Using supervised learning, create a set of affix rules for use by the CSTlemma lemmatiser.
Training takes place in three stages:
- In the first stage the program tries to find a set of six parameters that optimize the tree produced for the current language. In practice, the best way of optimization is finding a (local) minimum for the number of tree nodes. Other optimizations can give marginally better results.
- In the second stage the program trains trees for increasing numbers of training examples, starting with a very small percentage and ending with almost all available training examples. The remaining examples are used for testing. Depending on the size of the training or test set, the procedure is repeated for different random samples. For each training set size the precision is estimated, together with standard deviation. The parameters are computed for the power law that gives the expected number of rules for a given number of training words. The lower the exponent, the better is the generalization effect. For each training set size the rules are also pruned a number of times. For each pruning level the precision is computed anew. Often, the best rules (fewest wrongly lemmatised words) are obtained by pruning the rules that are supported by only one or two examples. A tabular report is added (as a comment) to a parameter file that can be used for future reference and re-training. You can also test the rules with the training data. The unpruned rules may not produce any wrong results. (If they do, tell me!)

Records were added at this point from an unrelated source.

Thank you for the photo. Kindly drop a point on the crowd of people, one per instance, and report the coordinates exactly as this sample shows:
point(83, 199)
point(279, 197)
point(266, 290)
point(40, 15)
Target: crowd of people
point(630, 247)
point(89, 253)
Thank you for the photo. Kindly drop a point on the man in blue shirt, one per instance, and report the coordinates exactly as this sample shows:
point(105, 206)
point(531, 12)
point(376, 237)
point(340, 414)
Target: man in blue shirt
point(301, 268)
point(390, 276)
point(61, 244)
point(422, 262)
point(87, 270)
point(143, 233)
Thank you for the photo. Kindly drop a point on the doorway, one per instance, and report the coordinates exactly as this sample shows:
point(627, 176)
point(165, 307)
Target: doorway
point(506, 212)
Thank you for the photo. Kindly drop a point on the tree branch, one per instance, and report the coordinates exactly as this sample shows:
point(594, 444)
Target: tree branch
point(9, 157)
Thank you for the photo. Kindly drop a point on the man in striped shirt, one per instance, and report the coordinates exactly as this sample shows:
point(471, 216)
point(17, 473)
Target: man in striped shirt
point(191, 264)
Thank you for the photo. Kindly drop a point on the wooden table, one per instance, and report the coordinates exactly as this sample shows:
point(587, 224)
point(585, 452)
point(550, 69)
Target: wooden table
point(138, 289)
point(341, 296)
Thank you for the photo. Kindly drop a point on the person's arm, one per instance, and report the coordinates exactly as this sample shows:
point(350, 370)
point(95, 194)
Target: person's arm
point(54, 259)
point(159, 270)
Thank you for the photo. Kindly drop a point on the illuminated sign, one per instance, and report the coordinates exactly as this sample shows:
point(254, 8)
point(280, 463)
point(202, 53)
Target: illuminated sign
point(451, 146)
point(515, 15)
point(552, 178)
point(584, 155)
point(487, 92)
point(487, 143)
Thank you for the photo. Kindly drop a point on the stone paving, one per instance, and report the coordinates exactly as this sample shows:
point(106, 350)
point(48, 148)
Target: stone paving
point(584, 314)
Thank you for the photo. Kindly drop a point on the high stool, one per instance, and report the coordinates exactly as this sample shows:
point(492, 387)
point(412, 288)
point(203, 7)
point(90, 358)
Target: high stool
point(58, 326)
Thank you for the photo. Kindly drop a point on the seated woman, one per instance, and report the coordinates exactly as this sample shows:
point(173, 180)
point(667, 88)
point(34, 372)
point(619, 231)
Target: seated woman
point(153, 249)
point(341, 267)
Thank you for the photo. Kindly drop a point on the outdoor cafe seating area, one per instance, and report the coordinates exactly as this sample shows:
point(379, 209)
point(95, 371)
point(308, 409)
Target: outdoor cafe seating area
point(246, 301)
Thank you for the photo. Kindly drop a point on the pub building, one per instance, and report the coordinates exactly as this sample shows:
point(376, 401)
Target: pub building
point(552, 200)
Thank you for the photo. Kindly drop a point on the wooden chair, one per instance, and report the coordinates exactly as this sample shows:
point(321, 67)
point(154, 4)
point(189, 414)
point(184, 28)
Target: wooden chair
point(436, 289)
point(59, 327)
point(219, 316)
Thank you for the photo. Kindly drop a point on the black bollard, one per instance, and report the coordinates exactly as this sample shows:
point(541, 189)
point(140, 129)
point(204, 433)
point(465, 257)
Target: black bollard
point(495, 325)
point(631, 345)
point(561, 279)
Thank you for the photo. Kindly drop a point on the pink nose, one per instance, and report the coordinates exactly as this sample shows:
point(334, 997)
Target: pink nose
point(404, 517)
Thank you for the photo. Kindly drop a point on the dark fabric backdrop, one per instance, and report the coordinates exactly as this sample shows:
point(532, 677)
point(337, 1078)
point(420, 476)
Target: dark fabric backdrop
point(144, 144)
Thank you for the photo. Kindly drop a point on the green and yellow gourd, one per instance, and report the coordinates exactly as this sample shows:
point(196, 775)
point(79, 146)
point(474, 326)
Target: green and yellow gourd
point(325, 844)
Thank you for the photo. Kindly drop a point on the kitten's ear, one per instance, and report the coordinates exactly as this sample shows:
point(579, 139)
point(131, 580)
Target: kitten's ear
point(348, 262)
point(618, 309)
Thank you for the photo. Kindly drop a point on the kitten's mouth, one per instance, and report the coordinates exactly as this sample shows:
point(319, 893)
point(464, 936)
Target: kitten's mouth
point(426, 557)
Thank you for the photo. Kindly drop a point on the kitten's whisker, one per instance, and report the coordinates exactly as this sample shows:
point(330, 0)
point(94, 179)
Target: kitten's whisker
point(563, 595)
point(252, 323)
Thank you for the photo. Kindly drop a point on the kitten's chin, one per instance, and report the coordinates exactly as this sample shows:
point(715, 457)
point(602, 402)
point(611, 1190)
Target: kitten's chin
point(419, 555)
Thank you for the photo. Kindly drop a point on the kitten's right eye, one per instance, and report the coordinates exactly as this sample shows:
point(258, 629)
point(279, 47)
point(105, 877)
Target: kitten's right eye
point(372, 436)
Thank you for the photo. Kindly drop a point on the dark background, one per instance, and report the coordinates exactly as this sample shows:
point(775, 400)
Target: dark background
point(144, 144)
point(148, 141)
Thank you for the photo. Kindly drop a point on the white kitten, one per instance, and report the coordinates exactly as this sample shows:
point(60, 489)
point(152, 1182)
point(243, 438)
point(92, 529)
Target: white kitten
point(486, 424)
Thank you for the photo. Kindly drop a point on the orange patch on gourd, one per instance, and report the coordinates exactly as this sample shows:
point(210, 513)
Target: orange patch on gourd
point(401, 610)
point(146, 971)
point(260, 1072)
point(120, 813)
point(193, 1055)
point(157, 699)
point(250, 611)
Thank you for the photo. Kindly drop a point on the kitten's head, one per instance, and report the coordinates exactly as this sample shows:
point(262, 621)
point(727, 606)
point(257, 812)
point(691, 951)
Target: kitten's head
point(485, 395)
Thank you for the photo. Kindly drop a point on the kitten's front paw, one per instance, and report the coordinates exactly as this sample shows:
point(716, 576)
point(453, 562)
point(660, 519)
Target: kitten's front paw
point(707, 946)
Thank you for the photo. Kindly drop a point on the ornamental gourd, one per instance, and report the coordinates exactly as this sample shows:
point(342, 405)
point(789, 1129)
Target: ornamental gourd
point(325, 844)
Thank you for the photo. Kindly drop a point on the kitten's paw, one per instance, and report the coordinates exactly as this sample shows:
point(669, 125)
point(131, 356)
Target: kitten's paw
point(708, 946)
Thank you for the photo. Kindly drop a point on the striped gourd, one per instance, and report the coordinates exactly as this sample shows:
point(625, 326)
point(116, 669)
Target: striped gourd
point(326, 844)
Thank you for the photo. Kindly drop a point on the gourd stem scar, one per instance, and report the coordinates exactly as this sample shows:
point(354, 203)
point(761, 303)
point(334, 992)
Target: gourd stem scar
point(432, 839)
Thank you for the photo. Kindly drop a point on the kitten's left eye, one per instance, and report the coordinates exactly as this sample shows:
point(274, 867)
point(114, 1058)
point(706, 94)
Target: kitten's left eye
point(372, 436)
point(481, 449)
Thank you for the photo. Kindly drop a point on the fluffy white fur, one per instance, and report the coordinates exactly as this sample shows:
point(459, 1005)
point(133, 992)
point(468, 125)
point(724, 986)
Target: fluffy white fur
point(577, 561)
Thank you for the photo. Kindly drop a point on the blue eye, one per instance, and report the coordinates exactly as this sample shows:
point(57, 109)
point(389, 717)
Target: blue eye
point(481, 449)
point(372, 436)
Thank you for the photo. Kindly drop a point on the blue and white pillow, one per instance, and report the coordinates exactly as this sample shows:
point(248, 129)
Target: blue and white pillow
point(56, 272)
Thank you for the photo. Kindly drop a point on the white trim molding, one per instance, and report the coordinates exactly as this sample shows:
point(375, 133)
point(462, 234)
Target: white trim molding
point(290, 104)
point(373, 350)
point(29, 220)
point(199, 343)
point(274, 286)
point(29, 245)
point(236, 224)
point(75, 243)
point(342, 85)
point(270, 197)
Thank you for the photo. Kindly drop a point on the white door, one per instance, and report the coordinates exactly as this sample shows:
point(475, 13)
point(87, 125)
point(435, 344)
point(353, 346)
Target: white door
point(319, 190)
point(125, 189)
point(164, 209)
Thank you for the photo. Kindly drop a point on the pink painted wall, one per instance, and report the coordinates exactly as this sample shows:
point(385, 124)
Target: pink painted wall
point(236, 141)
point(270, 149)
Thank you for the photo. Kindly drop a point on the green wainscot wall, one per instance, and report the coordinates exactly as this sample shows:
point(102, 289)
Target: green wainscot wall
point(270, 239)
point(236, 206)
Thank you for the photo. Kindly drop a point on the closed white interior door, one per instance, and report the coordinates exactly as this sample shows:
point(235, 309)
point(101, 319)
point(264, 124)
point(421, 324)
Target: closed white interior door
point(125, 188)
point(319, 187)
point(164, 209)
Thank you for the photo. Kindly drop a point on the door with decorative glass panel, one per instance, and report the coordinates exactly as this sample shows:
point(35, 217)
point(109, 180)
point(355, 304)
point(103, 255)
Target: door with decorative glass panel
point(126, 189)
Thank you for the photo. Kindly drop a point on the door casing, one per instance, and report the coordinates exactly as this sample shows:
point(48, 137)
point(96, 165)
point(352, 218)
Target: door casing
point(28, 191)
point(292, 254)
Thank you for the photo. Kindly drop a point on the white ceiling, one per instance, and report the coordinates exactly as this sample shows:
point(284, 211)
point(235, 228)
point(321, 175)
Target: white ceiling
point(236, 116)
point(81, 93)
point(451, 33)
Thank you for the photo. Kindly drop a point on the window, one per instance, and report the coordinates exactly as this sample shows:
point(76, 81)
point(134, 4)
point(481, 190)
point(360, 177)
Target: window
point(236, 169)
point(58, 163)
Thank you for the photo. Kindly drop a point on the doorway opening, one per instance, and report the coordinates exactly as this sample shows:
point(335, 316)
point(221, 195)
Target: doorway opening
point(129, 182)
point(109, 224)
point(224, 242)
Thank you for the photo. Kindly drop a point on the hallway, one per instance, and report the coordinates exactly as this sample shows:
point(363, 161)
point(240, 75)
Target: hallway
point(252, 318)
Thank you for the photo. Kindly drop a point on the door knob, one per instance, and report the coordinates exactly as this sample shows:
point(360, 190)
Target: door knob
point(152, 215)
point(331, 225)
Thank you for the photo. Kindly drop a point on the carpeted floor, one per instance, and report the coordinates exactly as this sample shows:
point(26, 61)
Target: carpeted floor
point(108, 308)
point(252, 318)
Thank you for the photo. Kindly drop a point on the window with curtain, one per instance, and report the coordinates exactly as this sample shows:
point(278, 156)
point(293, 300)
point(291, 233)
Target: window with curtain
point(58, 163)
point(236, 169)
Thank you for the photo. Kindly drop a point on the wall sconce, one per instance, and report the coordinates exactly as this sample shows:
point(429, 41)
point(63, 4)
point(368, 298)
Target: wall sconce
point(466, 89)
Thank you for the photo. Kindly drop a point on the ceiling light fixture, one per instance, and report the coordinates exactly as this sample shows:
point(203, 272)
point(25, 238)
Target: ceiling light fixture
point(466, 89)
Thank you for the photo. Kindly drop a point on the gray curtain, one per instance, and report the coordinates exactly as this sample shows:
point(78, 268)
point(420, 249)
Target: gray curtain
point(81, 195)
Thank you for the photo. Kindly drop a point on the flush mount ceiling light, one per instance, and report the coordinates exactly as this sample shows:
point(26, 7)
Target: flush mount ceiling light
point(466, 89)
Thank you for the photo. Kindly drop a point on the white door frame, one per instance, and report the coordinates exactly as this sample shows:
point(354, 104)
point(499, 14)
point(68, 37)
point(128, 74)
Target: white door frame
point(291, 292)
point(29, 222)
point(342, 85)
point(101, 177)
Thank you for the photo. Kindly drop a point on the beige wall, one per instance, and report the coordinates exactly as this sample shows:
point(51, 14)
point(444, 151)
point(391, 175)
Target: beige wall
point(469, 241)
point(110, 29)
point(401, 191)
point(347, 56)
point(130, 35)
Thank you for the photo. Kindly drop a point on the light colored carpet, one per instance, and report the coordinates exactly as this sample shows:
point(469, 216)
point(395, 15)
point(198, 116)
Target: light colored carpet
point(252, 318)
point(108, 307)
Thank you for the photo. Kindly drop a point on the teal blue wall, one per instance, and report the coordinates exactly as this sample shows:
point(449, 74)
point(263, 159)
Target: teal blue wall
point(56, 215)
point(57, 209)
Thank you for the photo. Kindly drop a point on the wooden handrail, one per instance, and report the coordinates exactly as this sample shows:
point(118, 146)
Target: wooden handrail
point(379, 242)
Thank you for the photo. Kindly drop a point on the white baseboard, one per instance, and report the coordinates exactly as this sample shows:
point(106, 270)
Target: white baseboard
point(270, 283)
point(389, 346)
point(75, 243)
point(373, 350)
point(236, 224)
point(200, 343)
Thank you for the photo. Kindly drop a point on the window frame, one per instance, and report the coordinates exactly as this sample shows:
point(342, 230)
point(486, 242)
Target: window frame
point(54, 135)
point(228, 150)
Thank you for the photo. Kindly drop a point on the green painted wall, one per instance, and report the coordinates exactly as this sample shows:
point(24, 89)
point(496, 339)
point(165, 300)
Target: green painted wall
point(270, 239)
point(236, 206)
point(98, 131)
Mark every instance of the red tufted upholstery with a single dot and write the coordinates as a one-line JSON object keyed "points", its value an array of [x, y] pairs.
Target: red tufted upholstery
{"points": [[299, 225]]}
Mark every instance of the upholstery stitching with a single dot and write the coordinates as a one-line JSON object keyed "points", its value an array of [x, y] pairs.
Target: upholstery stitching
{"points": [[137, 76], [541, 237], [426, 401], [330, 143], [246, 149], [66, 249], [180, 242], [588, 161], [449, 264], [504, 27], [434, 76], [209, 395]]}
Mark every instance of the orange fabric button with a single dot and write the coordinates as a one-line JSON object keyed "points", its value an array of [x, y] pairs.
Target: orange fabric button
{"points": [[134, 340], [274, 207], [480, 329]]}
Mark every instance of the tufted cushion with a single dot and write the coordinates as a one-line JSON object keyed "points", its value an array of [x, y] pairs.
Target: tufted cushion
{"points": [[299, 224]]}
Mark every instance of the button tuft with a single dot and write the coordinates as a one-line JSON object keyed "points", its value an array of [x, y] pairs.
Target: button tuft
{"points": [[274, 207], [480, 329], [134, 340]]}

- In the third stage all available training words are used to produce production-ready rules, again in several pruning levels. It is up to the user to decide the pruning level to use. Unpruned rules lemmatise all training words correctly, but may give more erroneous lemmas for out-of- vocabulary words. Pruned rules may give better results for OOV words, but will not lemmatize all training words correctly. To cope with this disadvantage you should also provide a binary dictionary to the lemmatiser. Use cstlemma -h to see how to do that.
- To test that lemmatisation takes place as intended ("unit test") you can provide an already generated flexrule file and a list of words, which is then lemmatised. You can also just provide an already generated flexrule file to pretty print it and to convert it to Bracmat format. The latter file can be read and used by the Bracmat script lemmatize.bra.
Empty lines in the training/testing data are interpreted as cluster separators. If the data has no empty lines between non-empty lines, the training and testing occurs on a line-by-line basis, but if there are such empty lines, training and testing occurs on a cluster-by-cluster basis. For example, by collecting homographs in clusters and defining all non-ambiguous full forms as one-line clusters, testing with 'OOV' words (that is, words that were not used during training) will result in more realistic estimates of how well the rules are able to spot and lemmatize ambiguous full forms.
Notice that the whole process easily can take many days, even a couple of weeks, to run.
This version still contains a lot of "dead wood" and confusing naming. We work on that.
Bart Jongejan, April 21, 2015